Чехов никогда не острит. Если острит, то в молодости и неудачно. Юмор – не в каламбурах, которых нет, вообще не в словах, которые сплошь нейтральны, не в нарочито комических ситуациях, которые опять же отсутствуют. Чехов смотрит, как люди нечто изображают из себя. Вся жизнь в его так называемой юмористической прозе напоминает творчество семьи Туркиных из “Ионыча”. Любовь – сплошь и рядом как в романе Веры Иосифовны, начинающемся словами “Мороз крепчал”. Искусство – исключительно в духе Ивана Петровича: “Пава, изобрази!”. А если у молодой и чистой девушки заведутся идеалы и жажда деятельности, они удивительно похожи на фортепьянную игру Котика: “Она упрямо ударяла все по одному месту, и казалось, что она не перестанет, пока не вобьет клавишей внутрь рояля.
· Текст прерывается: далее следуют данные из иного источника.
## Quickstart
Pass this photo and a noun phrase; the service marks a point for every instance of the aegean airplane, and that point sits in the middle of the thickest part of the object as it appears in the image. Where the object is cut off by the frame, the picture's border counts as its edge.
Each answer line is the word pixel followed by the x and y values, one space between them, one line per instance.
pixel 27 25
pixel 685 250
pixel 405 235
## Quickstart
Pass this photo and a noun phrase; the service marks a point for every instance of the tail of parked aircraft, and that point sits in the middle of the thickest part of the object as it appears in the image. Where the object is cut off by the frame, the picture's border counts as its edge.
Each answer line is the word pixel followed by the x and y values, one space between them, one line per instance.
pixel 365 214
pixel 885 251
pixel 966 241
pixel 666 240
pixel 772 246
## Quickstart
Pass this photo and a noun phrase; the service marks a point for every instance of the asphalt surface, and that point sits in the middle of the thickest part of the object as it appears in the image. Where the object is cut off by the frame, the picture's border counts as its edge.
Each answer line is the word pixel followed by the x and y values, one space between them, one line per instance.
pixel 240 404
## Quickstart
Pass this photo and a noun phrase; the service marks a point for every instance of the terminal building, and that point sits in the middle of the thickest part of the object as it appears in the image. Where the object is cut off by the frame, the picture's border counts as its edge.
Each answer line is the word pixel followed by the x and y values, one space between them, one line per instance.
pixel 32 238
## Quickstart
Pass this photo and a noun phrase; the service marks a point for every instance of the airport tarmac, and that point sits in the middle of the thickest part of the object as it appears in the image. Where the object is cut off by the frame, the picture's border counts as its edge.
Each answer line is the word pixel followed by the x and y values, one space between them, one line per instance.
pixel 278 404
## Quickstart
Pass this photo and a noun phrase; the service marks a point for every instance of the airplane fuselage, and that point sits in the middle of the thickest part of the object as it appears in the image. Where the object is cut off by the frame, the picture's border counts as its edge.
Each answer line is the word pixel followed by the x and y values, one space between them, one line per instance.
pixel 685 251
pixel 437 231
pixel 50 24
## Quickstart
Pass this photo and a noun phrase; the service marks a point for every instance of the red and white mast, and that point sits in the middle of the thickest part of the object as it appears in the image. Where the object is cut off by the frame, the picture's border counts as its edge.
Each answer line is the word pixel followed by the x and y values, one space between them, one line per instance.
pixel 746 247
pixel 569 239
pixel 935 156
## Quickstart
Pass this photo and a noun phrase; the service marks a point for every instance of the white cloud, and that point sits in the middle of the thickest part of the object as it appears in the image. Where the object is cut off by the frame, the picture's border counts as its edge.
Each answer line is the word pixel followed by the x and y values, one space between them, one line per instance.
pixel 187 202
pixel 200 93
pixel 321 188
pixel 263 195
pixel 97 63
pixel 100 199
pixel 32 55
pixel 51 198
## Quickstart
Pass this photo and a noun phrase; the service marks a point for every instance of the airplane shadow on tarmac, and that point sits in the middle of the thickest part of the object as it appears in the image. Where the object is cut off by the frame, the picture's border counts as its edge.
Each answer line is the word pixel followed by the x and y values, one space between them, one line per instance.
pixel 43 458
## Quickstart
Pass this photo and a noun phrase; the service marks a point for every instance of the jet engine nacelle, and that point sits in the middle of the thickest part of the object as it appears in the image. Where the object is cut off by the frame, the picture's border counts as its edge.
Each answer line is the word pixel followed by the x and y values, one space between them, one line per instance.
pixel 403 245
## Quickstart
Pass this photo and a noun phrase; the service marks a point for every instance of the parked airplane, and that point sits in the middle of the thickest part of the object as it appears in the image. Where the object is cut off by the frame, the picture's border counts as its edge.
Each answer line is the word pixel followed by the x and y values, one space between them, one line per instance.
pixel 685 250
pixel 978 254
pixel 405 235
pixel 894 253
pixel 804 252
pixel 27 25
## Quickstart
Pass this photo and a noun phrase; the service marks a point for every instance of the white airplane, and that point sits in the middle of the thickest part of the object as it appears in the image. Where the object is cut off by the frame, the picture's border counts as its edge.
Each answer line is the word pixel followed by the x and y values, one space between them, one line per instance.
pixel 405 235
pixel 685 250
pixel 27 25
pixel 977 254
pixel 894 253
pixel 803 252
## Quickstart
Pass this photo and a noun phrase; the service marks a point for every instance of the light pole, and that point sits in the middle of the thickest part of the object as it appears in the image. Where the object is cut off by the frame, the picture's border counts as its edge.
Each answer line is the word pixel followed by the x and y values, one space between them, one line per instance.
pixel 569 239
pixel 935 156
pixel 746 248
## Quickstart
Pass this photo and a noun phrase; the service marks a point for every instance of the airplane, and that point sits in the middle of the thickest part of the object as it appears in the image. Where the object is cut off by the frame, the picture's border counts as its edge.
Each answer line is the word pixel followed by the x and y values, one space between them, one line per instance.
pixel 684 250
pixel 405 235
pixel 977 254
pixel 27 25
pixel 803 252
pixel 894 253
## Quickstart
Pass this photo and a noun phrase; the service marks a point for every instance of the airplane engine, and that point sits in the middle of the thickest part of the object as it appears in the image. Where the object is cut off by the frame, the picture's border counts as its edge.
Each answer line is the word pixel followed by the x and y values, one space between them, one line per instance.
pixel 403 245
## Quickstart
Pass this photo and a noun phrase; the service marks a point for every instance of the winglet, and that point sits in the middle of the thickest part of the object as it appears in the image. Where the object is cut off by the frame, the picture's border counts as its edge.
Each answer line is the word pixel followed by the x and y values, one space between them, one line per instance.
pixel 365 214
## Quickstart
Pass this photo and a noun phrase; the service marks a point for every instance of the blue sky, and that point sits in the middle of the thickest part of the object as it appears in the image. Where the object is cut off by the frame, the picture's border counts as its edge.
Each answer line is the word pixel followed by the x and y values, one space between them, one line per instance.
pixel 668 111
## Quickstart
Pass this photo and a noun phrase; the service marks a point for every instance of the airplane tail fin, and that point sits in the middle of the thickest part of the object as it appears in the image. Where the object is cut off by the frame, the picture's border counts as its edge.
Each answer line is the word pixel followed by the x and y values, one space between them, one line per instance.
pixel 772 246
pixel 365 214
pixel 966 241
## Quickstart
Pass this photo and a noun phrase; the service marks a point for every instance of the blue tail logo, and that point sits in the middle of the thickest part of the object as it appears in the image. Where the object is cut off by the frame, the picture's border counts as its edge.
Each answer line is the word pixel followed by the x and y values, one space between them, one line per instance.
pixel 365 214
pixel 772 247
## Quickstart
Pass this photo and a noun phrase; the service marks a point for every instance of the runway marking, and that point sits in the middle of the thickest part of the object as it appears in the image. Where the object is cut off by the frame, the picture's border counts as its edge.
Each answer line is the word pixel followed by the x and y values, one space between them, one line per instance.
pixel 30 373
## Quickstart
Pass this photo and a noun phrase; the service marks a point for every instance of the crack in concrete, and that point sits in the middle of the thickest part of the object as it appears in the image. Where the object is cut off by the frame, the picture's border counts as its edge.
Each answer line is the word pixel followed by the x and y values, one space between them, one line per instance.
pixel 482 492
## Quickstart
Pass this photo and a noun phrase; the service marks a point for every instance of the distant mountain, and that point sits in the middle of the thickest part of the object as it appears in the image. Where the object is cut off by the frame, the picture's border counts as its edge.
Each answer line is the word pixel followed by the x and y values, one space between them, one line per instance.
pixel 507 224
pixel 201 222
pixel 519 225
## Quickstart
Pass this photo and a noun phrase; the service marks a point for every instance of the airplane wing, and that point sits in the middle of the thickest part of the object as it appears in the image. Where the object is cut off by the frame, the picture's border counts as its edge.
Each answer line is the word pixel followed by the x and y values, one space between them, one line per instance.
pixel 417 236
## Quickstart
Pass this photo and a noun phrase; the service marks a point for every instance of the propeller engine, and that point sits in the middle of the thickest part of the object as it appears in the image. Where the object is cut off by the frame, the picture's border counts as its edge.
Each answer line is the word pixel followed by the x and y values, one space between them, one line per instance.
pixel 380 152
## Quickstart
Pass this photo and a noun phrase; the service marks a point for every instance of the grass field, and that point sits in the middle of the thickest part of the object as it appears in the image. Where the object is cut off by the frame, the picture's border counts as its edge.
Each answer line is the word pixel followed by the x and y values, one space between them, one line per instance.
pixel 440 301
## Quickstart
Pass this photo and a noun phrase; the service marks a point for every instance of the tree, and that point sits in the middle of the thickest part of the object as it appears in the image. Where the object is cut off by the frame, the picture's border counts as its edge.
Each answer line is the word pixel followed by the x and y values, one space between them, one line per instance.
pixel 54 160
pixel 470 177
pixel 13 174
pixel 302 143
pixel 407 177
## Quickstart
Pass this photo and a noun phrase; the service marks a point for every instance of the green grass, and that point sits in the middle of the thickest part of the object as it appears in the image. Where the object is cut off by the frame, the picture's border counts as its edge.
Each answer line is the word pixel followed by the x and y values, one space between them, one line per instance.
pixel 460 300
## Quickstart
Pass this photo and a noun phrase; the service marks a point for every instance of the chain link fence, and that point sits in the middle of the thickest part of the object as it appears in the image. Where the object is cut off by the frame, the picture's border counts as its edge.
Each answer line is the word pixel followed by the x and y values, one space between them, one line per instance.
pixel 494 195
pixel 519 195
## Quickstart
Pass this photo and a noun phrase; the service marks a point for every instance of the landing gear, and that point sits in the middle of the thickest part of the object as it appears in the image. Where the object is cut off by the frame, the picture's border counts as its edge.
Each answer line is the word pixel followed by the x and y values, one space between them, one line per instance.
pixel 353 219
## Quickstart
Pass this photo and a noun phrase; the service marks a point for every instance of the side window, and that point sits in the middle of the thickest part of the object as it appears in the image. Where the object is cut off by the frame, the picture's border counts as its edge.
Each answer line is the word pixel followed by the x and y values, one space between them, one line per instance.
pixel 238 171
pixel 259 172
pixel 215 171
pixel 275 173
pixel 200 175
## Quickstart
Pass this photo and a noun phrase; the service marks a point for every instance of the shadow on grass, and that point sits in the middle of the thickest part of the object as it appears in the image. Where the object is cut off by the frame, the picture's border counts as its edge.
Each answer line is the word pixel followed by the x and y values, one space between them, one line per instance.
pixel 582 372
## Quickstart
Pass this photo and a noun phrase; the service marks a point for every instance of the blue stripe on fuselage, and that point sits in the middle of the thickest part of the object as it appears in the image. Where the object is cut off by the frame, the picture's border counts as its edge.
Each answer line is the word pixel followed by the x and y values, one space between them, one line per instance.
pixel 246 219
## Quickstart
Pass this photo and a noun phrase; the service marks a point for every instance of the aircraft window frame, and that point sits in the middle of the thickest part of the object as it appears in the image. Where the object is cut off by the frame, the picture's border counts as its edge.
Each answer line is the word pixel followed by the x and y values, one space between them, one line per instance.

Старцев, слушая, рисовал себе, как с высокой горы сыплются камни, сыплются и все сыплются”. Так же в “Доме с мезонином” строгая Лида будет диктовать крестьянской девочке про “кусочек сыру”, и все ее служение народу в читательском сознании навеки соединится с этим кусочком сыру.

Вот вам тоже смешная история из другой пошлой эпохи. Однажды мы с друзьями в середине девяностых перепились и заспорили: есть у России будущее или нет? Разбудили культуролога, спавшего в салате, и задали этот же вопрос. Он беспомощно заморгал близорукими глазами и спросил: в онтологическом смысле или в гносеологическом?

Между тем вопрос задан совершенно справедливо. Так вот, чеховский юмор – онтологический. Он не в описаниях, не в авторской речи, не в традиционных комических приемах вообще: он в соотношении между тем, как люди живут, и тем, что они себе при этом представляют. В порядке иллюстрации приведем почти целиком крошечный, но очень показательный рассказ Чехова “Сущая правда”, который характеризует авторскую манеру (и самого автора) с исчерпывающей полнотой.

“Шесть коллежских регистраторов и один не имеющий чина сидели в пригородной роще и пьянствовали.

Пьянство было шумное, но печальное и грустное. Не видно было ни улыбок, ни радостных телодвижений; не слышно было ни смеха, ни веселого говора… Пахло чем-то похоронным…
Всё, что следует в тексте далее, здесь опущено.